Frau Voggenberger, warum herrscht im Kleiderschrank Chaos?
Das hat meist mehrere Ursachen. Häufig, weil viele Kleidungsstücke in unterschiedlichen Farben oder Stilrichtungen gekauft wurden, die nicht kombinierbar sind. Somit sind viele Einzelteile vorhanden. Im Laufe der Zeit sammeln sich dazu oft verschiedene Kleidergrößen an. Dann höre ich den Satz, „Da passe ich vielleicht wieder einmal rein.“

Welches System hat sich bewährt, um Ordnung zu schaffen?
Wer ausmisten möchte, muss alle Teile aus dem Schrank räumen. Nur wenn jeder Teil in die Hand genommen, eventuell anprobiert und einzeln beurteilt wird, kann eine Entscheidung getroffen werden. Für eine bessere Überschaubarkeit ist es vorteilhaft, eine gewisse Ordnung zu schaffen. Gut ist, nach Themen zu sortieren, also alle Pullover, alle Shirts, Hosen, Röcke zusammenzugeben und jedes Thema nach Farben zu ordnen. Das sieht hübsch aus und es finden sich leichter Kombinationen.

Was bringt eine Ordnung nach Farben?
Sie hilft, den Überblick über die Anzahl der einzelnen Teile zu bewahren. Je höher ein Stapel ist, desto lieber mögen Sie diese Farbe. Das kann ein Hinweis darauf sein, auf eine andere Farbe beim Einkaufen zu greifen.

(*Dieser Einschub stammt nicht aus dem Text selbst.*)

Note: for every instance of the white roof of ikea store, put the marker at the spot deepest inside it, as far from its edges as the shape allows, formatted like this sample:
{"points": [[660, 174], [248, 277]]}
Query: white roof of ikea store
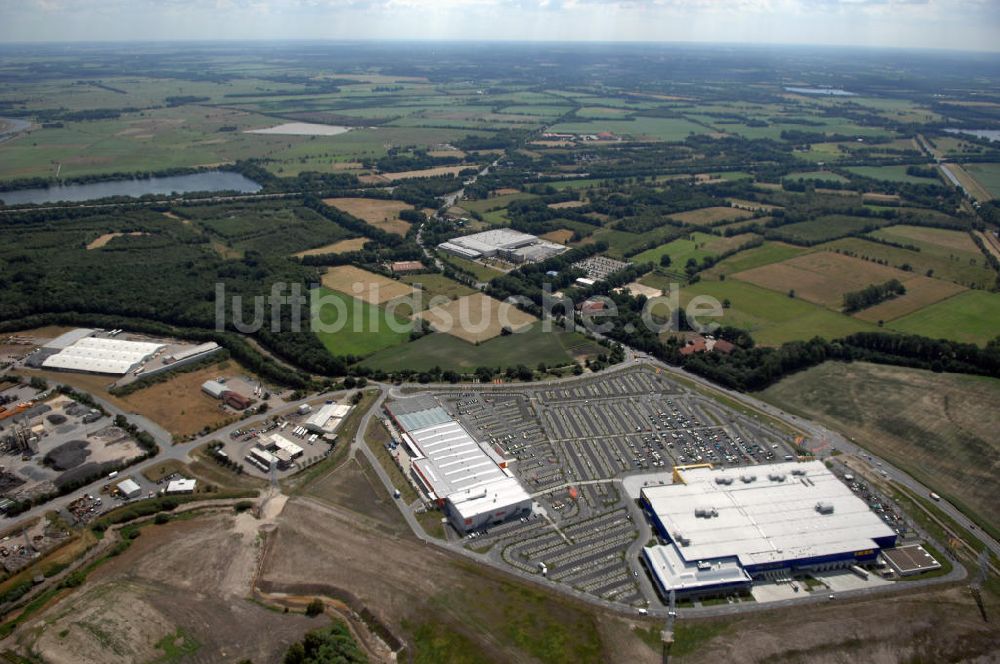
{"points": [[765, 521], [99, 355], [69, 338], [675, 573], [488, 496], [453, 461]]}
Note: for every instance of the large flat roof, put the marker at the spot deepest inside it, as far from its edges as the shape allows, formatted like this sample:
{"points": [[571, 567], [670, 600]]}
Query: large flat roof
{"points": [[675, 573], [100, 355], [764, 514], [451, 461]]}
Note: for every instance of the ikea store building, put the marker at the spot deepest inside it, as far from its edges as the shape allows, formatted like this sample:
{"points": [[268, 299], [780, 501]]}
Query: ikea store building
{"points": [[724, 528]]}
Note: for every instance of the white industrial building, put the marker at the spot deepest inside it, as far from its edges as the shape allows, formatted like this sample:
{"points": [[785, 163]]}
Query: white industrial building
{"points": [[503, 243], [129, 488], [726, 527], [101, 355], [327, 418], [192, 353], [181, 486], [470, 481], [214, 388]]}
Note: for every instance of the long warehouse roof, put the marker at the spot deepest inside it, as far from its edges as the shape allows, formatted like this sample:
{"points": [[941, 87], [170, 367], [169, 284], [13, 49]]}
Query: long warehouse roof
{"points": [[765, 514], [100, 355], [452, 462]]}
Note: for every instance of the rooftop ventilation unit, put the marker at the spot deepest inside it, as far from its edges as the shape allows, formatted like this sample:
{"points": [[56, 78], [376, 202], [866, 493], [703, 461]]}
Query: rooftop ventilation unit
{"points": [[824, 507]]}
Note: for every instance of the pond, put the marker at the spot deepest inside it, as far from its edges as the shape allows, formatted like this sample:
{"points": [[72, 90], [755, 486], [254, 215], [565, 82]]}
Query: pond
{"points": [[181, 184]]}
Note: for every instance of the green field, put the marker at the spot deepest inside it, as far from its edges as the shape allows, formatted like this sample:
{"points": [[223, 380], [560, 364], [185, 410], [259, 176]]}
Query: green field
{"points": [[827, 227], [773, 318], [481, 272], [447, 352], [988, 175], [950, 261], [438, 285], [939, 428], [817, 175], [972, 317], [767, 253], [890, 174], [697, 246], [364, 328], [660, 129]]}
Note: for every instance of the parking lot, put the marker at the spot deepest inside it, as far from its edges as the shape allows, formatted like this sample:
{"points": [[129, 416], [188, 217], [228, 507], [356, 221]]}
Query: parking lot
{"points": [[572, 445]]}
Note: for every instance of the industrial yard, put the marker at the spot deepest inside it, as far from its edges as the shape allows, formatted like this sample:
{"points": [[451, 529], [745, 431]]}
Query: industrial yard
{"points": [[584, 451]]}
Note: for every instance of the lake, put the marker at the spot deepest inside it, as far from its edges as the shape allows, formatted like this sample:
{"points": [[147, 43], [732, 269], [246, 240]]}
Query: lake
{"points": [[831, 92], [181, 184], [989, 134]]}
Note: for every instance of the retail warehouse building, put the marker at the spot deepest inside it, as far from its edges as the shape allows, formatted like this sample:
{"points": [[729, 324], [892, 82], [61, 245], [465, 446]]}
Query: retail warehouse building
{"points": [[468, 480], [726, 527]]}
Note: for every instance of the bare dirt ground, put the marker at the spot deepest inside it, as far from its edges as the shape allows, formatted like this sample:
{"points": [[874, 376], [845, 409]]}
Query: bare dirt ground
{"points": [[191, 578], [108, 237], [179, 405], [380, 213], [342, 247], [409, 586], [940, 626], [368, 286]]}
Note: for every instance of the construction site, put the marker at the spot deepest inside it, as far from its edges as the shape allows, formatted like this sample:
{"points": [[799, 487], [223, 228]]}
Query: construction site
{"points": [[49, 441]]}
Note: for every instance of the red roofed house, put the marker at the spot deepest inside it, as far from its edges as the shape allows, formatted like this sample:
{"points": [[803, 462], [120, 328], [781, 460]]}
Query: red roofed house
{"points": [[707, 345]]}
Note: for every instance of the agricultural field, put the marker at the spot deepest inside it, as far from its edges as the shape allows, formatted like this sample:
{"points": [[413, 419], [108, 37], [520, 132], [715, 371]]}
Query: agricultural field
{"points": [[972, 317], [482, 272], [340, 247], [951, 255], [179, 405], [367, 286], [890, 174], [382, 214], [824, 277], [767, 253], [940, 428], [437, 285], [969, 182], [350, 326], [697, 246], [711, 216], [772, 318], [828, 227], [987, 175], [448, 352], [639, 128], [828, 176], [476, 318]]}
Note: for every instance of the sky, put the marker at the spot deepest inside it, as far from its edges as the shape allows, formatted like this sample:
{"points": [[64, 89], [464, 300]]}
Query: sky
{"points": [[942, 24]]}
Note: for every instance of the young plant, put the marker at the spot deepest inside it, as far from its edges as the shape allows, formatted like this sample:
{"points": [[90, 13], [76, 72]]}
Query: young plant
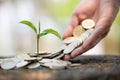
{"points": [[38, 31]]}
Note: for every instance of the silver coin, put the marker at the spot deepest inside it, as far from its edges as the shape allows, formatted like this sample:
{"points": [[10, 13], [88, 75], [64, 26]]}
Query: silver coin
{"points": [[22, 56], [33, 65], [8, 64], [59, 56], [88, 24], [70, 40], [55, 64], [21, 64]]}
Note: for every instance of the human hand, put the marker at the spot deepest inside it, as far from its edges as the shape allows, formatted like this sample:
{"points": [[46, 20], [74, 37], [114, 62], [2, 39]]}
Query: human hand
{"points": [[103, 12]]}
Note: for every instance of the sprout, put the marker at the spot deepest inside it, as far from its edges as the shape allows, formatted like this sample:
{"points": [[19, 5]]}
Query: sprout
{"points": [[38, 31]]}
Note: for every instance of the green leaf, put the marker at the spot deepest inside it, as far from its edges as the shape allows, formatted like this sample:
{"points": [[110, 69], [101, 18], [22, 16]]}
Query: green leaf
{"points": [[42, 34], [29, 24], [50, 31]]}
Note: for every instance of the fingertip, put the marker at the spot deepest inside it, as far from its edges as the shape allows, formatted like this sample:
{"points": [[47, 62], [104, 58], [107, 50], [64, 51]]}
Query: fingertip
{"points": [[66, 57], [76, 52]]}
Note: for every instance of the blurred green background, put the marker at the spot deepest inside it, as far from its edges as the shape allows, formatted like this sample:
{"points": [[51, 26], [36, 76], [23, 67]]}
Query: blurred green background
{"points": [[17, 38]]}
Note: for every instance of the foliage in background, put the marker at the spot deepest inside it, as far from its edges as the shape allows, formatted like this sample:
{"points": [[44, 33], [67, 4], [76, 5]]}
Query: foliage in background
{"points": [[38, 31]]}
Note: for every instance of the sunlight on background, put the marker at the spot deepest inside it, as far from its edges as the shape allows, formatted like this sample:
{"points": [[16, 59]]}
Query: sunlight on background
{"points": [[18, 38]]}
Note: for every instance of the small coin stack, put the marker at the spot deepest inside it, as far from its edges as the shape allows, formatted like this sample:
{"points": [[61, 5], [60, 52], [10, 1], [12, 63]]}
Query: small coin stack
{"points": [[52, 59]]}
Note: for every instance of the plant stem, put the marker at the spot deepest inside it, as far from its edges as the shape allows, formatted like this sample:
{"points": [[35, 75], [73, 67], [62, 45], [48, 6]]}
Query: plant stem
{"points": [[37, 44]]}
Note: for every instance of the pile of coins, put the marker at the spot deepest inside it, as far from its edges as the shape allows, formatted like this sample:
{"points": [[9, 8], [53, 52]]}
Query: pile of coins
{"points": [[52, 59]]}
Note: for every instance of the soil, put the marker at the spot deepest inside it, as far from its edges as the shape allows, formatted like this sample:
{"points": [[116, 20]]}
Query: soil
{"points": [[91, 68]]}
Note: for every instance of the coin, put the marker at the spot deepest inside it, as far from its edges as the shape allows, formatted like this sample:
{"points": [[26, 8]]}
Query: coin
{"points": [[55, 64], [8, 64], [88, 23], [33, 65], [70, 40], [71, 47], [21, 64], [23, 56], [78, 31], [59, 56], [74, 65]]}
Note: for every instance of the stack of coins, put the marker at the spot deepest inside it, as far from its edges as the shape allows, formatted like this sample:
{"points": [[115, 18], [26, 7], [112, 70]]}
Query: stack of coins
{"points": [[52, 59], [80, 34]]}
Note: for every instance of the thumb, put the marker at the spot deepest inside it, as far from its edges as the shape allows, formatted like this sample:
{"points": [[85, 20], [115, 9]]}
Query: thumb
{"points": [[69, 30]]}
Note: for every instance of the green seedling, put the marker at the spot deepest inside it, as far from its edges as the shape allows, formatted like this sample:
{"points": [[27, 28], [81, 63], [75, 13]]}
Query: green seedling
{"points": [[38, 31]]}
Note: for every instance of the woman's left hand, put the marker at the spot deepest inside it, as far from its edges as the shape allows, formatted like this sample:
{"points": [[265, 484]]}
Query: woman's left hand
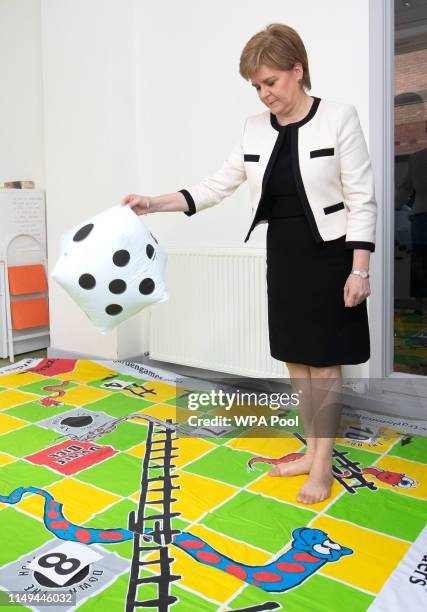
{"points": [[356, 290]]}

Was tun mit Stücken, die schon lange nicht angezogen wurden?
Solche Stücke hat fast jeder. Es gibt manchmal gute Gründe, das eine oder andere Kleidungsstück aufzubewahren, etwa weil Erinnerungen daran hängen, die erste Verabredung mit der großen Liebe, eine Urlaubserinnerung oder ein Geschenk. Wenn Sie bei einem Stück jedoch Sätze im Kopf haben wie „Das kommt vielleicht wieder in Mode“ oder „Wenn ich meine Figur von damals wiederhabe, dann …“, sollten Sie es gleich entsorgen. Es stimmt, Modetrends kommen wieder, aber sie sind immer neu gestaltet, im Schnitt, in der Form, bei Details. Nimmt eine Frau so viel ab, dass sie in ihr altes Kleid wieder hineinpasst, sollte sie sich für ihren Erfolg mit einem schicken Teil der aktuellen Mode belohnen.

Haben Sie noch weitere Tipps?
Ja, was mehr als zwei Jahre nicht getragen wurde, aussortieren. Dabei alles aus dem Schrank räumen und nach dem Ampelsystem sortieren. Rot für „Das fällt raus“, Orange für „Das behalte ich und lasse es zum Beispiel auf meine Figur anpassen oder kürzen“ und Grün für „Das bleibt“. Wenn Sie sich nicht von einem Teil trennen können, fragen Sie sich, ob es Sie noch positiv stimmt, wenn Sie ihn tragen und ob er zum aktuellen Stil passt. Am Ende ist es sinnvoll, eine Liste zu machen, was in der Garderobe fehlt, damit künftig gut kombiniert und zielorientiert eingekauft wird.